Roche Takeover of Illumnia Begins to Fail

Roche Holding ROG may not be able to purchase Illumnia ILMN without a fight, as the company's board has rejected a takeover bid of $5.7 billion, saying that it is "grossly inadquate." Illumnia had delayed its 4Q 2011 earnings after the unsolicited offer from the Swiss-based pharmaceutical and diagnostic product company. In the meantime, the company reaffirmed its revenue guidance of around $250 million with an EPS of 34 cents, and it hoped to beat consensus estimates for the fiscal year of $1.40 EPS on revenue of $1.1 billion. Yesterday, the company met its guidance with revenue of $250 million, but EPS was a penny higher.

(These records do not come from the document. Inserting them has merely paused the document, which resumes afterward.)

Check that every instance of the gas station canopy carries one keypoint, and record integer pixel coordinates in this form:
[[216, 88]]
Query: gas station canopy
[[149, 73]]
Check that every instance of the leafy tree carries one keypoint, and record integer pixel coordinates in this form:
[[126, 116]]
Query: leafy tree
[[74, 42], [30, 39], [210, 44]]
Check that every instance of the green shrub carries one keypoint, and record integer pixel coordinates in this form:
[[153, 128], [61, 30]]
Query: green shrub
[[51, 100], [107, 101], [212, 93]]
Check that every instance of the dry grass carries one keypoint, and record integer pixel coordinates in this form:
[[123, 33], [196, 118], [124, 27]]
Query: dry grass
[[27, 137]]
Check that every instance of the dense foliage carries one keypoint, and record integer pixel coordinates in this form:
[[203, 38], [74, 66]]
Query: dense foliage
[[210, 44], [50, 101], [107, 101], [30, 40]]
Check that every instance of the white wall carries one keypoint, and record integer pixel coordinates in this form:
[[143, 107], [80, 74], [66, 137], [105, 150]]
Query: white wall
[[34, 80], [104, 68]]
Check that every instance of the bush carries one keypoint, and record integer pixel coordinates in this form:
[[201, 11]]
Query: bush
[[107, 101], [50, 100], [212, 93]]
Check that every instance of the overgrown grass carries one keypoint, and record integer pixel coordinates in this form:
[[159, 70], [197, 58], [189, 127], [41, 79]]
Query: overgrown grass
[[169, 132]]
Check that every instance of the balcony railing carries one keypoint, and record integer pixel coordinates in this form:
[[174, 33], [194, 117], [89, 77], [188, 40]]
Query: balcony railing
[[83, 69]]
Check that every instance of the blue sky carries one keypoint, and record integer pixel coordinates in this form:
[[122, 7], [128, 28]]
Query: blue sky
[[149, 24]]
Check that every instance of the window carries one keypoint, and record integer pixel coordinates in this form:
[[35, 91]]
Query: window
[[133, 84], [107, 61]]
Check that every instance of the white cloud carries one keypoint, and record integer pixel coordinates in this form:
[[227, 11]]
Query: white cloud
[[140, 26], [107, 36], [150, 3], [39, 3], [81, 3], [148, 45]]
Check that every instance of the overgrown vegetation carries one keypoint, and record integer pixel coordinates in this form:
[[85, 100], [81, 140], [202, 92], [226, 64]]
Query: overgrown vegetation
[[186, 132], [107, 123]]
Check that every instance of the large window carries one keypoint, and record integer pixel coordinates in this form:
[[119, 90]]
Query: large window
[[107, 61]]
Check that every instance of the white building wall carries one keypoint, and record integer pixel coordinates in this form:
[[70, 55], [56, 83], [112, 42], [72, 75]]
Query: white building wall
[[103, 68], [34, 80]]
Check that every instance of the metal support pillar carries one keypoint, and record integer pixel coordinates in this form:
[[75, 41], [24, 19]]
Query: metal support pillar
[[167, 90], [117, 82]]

The board's first response to the offer was to use a shareholder rights plan to block the offer, so the board's decision to reject the takeover offer is unexpected. CEO Jay Flatley and Chairman William Rastetter wrote a letter to shareholders making their position clear. "The timing of the offer is blatantly opportunistic and does not reflect Illumnia's strong platform of new products and pipeline," the letter said. Hoping to circumvent the board's desire to remain independent, Roche went to shareholders, and asked them to tender their shares at $44.50 by midnight February 24th, New York Time. The stock spiked on the news, and is currently trading at $51.80. Illumnia's board is hoping that shareholders don't take the offer, and has responded by offering investors the right to buy shares at half price while also offering a golden parachute to executives, including a double salary and bonus with stocks and other benefits for Flatley, for a package worth $10.7 million. While Roche wants to move Illumnia's products out of the academic sphere, the company believes that the bid is insufficient given the company's growth potential and market share. "Your proposal fails to compensate our stockholders for the intrinsic and scarcity value associated with Illumina's unmatched leadership position," Rastetter and Flatley said in a letter.